2.3.2. Sociodemographic characteristics

To compare this study to previous findings on subgroup differences in SJTs [17], [26], [27], we included gender, parents’ highest level of education (i.e., at least one of the parents holds an academic degree) as indicator for socio-economic status (SES) as well as “migration background” as indicator for ethnicity/nationality. Following the definition of the German census [28] a migration background was considered if at least one of the following was true: the person was not born in Germany, has a non-German citizenship, or one of the parents was not born in Germany.

2.3.2. Validity

To study convergent validity, two additional measures were included: the HAM-SJT and communication performance in an Objective Structured Clinical Exam (OSCE). The HAM-SJT is a paper-pencil SJT with a closed-ended response format that was added to the admissions process to medical school at the University of Hamburg in 2020 [20], [29]. Students at the University of Hamburg typically take their first OSCE, an exam that consists of several short standardized interactions (stations) evaluated by raters [30], after one and a half years of studies. Since medical students from all cohorts were invited to take part in this study, our participants took this OSCE between 2016 and 2022. Between these years the twelve stations of this OSCE were comparable in terms of content and rating checklists. We used the results (in percent) of two stations with simulated patients designed to target communication skills (communication skills station, history taking station) [31]. Data for the communication skills station was only available for students who took the OSCE before the summer of 2020 because this station could not take place during the COVID-19 pandemic.
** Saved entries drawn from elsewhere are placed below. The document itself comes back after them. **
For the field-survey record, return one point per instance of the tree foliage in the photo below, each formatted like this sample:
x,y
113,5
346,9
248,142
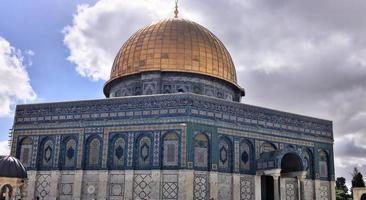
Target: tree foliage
x,y
357,179
341,189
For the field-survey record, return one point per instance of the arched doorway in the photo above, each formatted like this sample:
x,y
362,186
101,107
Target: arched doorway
x,y
6,192
291,163
267,187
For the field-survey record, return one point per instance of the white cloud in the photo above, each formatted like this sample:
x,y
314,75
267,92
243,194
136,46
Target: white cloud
x,y
98,31
4,148
306,57
14,80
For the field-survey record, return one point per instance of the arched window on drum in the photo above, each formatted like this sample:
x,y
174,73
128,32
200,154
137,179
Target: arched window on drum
x,y
308,162
69,153
46,153
323,164
170,149
144,152
25,155
201,151
245,156
267,147
118,153
94,152
225,154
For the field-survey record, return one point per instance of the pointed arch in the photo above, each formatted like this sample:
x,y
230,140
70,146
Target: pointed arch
x,y
25,151
68,152
93,152
201,151
170,149
117,152
246,155
46,153
225,154
308,162
267,147
323,164
143,152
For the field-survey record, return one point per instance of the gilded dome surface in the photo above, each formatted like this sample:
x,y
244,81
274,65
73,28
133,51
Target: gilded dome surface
x,y
174,45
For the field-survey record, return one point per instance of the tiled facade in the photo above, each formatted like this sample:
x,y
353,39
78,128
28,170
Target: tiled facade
x,y
173,146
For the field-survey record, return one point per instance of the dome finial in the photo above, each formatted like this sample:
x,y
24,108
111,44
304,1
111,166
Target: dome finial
x,y
176,9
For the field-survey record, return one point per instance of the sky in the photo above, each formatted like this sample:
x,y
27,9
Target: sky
x,y
306,57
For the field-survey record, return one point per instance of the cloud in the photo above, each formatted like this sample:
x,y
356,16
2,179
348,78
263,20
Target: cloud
x,y
4,148
14,80
98,31
306,57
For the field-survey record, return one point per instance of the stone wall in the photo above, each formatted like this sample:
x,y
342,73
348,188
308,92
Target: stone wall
x,y
139,184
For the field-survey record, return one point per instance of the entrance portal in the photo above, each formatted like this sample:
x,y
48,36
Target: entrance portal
x,y
267,187
291,163
6,192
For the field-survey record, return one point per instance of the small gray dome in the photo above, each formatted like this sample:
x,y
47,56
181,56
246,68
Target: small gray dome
x,y
12,168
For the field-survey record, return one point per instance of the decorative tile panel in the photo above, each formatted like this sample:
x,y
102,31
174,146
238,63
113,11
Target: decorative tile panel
x,y
156,153
142,186
130,148
116,185
43,186
324,191
291,189
246,188
201,187
225,185
57,151
169,187
66,186
236,156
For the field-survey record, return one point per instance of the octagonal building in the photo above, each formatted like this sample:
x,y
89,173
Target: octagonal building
x,y
172,126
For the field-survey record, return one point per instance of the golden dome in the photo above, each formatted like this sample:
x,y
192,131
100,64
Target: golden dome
x,y
174,45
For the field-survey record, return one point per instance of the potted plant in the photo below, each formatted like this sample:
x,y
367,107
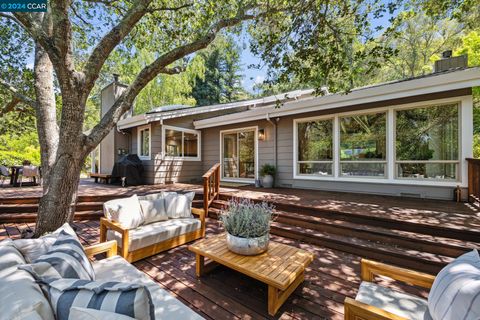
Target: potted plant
x,y
267,172
247,225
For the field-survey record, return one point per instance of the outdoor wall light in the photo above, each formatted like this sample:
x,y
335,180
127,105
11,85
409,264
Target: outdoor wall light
x,y
261,134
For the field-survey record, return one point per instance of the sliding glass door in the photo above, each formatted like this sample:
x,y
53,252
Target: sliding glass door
x,y
238,154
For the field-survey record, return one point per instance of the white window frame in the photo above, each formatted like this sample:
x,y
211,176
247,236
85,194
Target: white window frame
x,y
236,130
295,148
183,130
387,144
465,142
457,162
139,142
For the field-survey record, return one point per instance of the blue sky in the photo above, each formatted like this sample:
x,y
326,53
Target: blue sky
x,y
254,75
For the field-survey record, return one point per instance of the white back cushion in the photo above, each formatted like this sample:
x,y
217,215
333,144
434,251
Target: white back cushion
x,y
32,249
179,205
153,210
125,211
455,293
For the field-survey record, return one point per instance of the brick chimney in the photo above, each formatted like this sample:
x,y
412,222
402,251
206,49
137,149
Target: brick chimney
x,y
447,62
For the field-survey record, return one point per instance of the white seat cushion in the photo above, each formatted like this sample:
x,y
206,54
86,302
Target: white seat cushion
x,y
455,293
179,205
166,306
20,296
401,304
150,234
77,313
153,210
126,212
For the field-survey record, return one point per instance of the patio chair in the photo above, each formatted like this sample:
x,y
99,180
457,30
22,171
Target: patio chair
x,y
4,174
450,292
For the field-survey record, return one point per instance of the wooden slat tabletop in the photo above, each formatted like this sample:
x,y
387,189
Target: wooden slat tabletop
x,y
278,267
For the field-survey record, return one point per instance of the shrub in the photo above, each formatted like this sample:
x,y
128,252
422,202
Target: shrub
x,y
267,170
246,219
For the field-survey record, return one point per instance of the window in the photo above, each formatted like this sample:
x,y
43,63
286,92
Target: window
x,y
363,145
315,148
427,143
181,143
144,145
239,153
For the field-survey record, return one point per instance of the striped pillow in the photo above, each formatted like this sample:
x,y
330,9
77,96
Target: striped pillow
x,y
129,299
455,293
65,259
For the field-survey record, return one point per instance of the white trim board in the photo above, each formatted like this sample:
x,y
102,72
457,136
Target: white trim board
x,y
461,79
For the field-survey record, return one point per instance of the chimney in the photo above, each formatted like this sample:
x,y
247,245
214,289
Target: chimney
x,y
447,62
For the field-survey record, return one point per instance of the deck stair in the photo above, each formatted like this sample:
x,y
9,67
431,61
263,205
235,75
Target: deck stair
x,y
421,247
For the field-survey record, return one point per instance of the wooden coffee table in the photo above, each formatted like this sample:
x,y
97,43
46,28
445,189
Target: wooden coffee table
x,y
281,267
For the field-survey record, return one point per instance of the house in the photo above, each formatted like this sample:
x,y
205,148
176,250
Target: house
x,y
405,138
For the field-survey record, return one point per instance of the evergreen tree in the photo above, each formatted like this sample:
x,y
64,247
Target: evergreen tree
x,y
221,82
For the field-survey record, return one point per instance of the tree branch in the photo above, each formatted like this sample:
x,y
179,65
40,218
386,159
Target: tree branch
x,y
103,49
11,17
125,101
23,98
10,106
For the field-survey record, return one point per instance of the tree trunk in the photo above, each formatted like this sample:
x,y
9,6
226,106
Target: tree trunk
x,y
57,204
46,111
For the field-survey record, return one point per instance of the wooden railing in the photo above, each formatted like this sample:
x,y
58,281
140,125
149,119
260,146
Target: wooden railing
x,y
211,186
473,180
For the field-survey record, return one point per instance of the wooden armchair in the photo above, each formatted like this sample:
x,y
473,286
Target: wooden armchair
x,y
356,310
135,255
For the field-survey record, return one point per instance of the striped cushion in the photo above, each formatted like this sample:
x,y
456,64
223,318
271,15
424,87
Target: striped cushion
x,y
129,299
65,259
455,294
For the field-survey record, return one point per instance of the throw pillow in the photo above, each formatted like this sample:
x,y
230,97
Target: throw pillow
x,y
32,249
179,205
125,211
129,299
77,313
455,293
153,210
65,259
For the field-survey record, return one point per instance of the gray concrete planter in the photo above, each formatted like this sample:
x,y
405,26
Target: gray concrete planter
x,y
267,181
248,246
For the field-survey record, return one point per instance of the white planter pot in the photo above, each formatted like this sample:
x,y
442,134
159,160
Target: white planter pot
x,y
267,181
247,246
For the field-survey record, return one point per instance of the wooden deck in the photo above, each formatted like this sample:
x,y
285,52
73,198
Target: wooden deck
x,y
226,294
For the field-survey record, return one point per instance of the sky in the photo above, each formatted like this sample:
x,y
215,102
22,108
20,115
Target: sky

For the analysis of discriminant validity we compared the Casper results to cognitive admission criteria including the German Abitur grade (equivalent to school-leaving grade point average), performance at the cognitive admission test HAM-Nat, a multiple-choice test with subtests on knowledge in natural sciences [32], arithmetic problem solving, and logical reasoning, and performance at the Test für medizinische Studiengänge (TMS), a subject-specific admission test for medicine and other healthcare studies [33].

2.4. Data analysis

All analyses were conducted in R-4.2.1 []. For the analysis of participants’ responses to the acceptability questionnaire, we calculated basic descriptive statistics for quantitative evaluations and counted the frequencies of commonly mentioned topics in open text format questions using MAXQDA 2022 []. Reliability of Casper was analyzed in terms of internal consistency over 12 scenarios (Cronbach’s alpha). For responses that were rated by two independent raters (2021 sample), we analyzed interrater agreement by means of intra class correlation (ICC(1,2)). We investigated individual subgroup differences in mean performance with Welch t-tests for independent samples; effect sizes were reported as Cohen’s d. Convergent and discriminant validity was analyzed using Pearson correlations.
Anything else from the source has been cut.